Ultimately, in early 2020, around like late February, early March, Adham gets sick, to the point where he — we don’t know for sure, but he thought that he got COVID. By April of that year, Batavia was the ICE detention facility with the highest COVID outbreak inside. So, here was a figure who the United States criminalized, robbed of his freedom, and then ultimately endangered his life by the incompetence and indifference that it showed in allowing COVID to run wild in facilities filled with people that the United States functionally treated as nonpeople.

And it took a very valiant effort by local attorneys and by the American Civil Liberties Union to challenge his detention. Ultimately, instead of outright losing the case, as a judge indicated after she ruled Adham had to go free, because the FBI admitted —

AMY GOODMAN: We have 30 seconds, Spencer.
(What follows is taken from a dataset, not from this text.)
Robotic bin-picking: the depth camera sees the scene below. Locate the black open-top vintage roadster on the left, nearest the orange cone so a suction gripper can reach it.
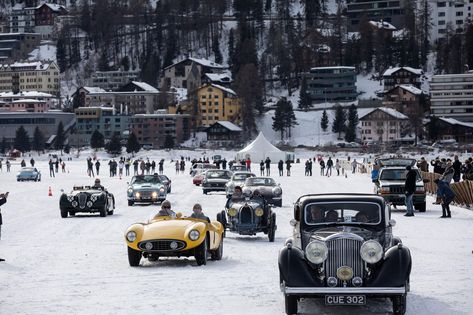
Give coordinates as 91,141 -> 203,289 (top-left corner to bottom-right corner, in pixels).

SPENCER ACKERMAN: — that it relied on a — sorry. Adham was ultimately successful, once the government dropped its case in order to preserve its power to do this. And he lives in freedom, I’m happy to say, right now in Rwanda.

AMY GOODMAN: We have 30 seconds. What has surprised you most about what is happening today?

SPENCER ACKERMAN: Very little at this point, I’m sorry to say, surprises me. But the general indifference by the American political and intellectual elites to the relationship between the war on terror and the erosion of democracy is also a very deep thread and very historically rooted, not just in the war on terror, but before, and certainly seeing that those connections have to be made in order to have any form of real democracy in this country and safety and dignity for so many people.

AMY GOODMAN: Spencer Ackerman, I want to thank you so much for being with us, Pulitzer Prize-winning national security reporter. His new book, Reign of Terror: How the 9/11 Era Destabilized America and Produced Trump. I’m Amy Goodman. Thanks so much.